Nonsynonymous single nucleotide polymorphisms (nsSNPs) in coding regions that can lead to amino acid changes may cause alteration of protein function and account for susceptivity to disease and altered drug response. Identification of deleterious nsSNPs from tolerant nsSNPs is important for characterizing the genetic basis of human disease, assessing individual susceptibility to disease, understanding the pathogenesis of disease, identifying molecular targets for drug treatment, and conducting individualized pharmacotherapy. Numerous nsSNPs have been found in genes coding for human cytochromes P450 (P450s), but there is poor knowledge on the relationship between the genotype and phenotype of nsSNPs in P450s. We have identified 791 validated nsSNPs in 57 validated human CYP genes from the National Center for Biotechnology Information Database of Single Nucleotide Polymorphism and Swiss-Prot database. Using the polymorphism phenotyping (PolyPhen; http://genetics.bwh.harvard.edu/pph) and sorting intolerant from tolerant (SIFT; http://blocks.fhcrc.org/sift/SIFT.html) algorithms, 39 to 43% of nsSNPs in CYP genes were predicted to have functional impacts on protein function. There was a significant concordance between the predicted results using the SIFT and PolyPhen algorithms. A prediction accuracy analysis found that approximately 70% of nsSNPs were predicted correctly as damaging. Of nsSNPs predicted as deleterious, the prediction scores by the SIFT and PolyPhen algorithms were significantly associated with the numbers of nsSNPs with known phenotype confirmed by benchmarking studies, including site-directed mutagenesis analysis and clinical association studies. These amino acid substitutions are supposed to be the pathogenetic basis for the alteration of P450 enzyme activity and the association with disease susceptivity. This prediction analysis of nsSNPs in human CYP genes would be useful for further genotype-phenotype studies on individual differences in drug clearance and clinical response.

Footnotes

  • This work was supported in part by the National Natural Sciences Foundations of People's Republic of China [Grant 30671760]; and the State Scholarship Fund of China (to L.-L.W.).

  • Article, publication date, and citation information can be found at http://dmd.aspetjournals.org.

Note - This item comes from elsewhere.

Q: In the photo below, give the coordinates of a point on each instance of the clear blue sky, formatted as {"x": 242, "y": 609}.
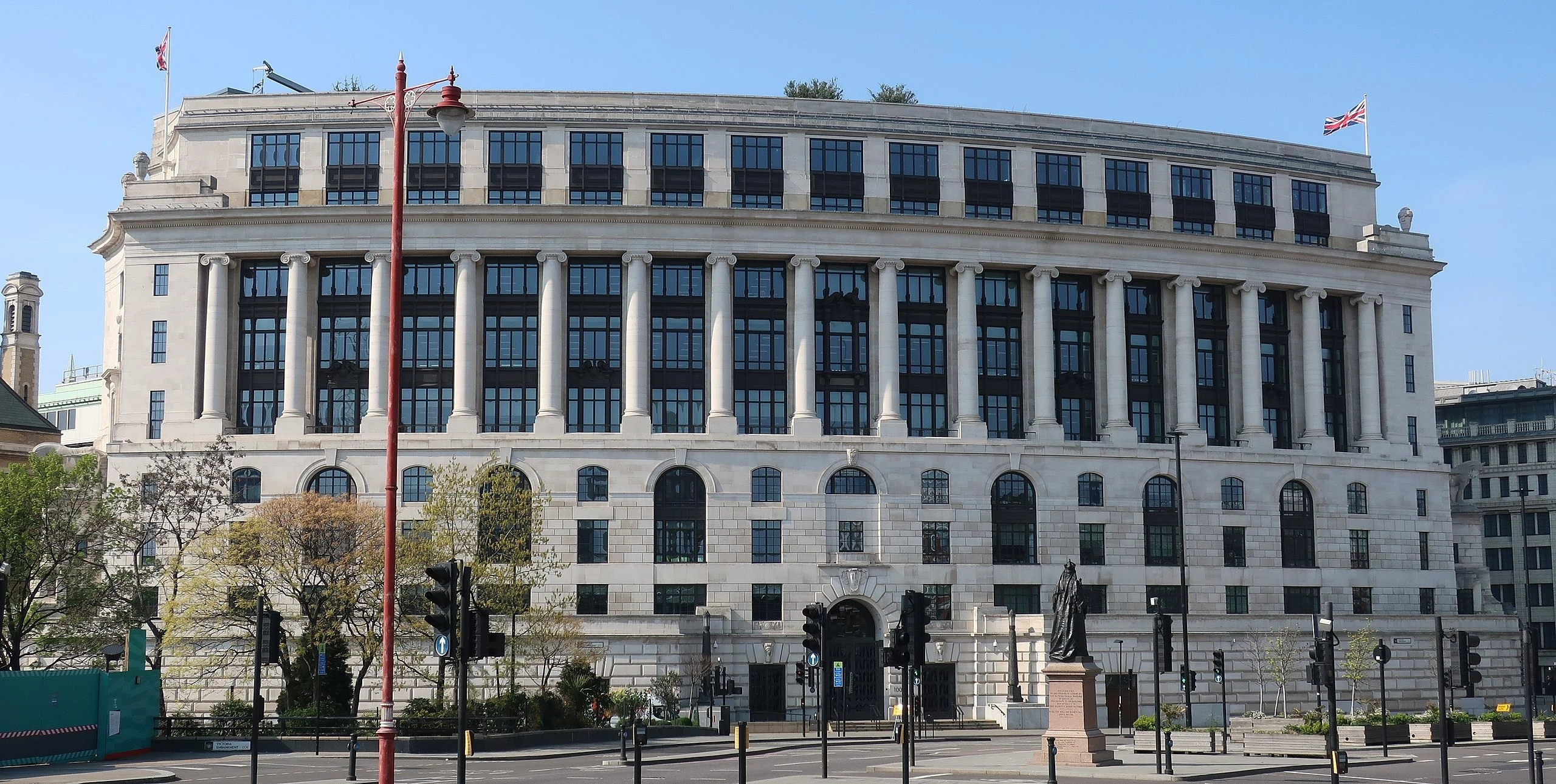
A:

  • doi:10.1124/dmd.108.026047.

  • ABBREVIATIONS: SNP, single nucleotide polymorphism; NCBI, National Center for Biotechnology Information; dbSNP, Database of Single Nucleotide Polymorphism; nsSNP, nonsynonymous single nucleotide polymorphism; OMIM, Online Mendelian Inheritance in Man; SIFT, sorting intolerant from tolerant; PolyPhen, polymorphism phenotyping; P450, cytochrome P450.

  • ↵ Embedded Image The online version of this article (available at http://dmd.aspetjournals.org) contains supplemental material.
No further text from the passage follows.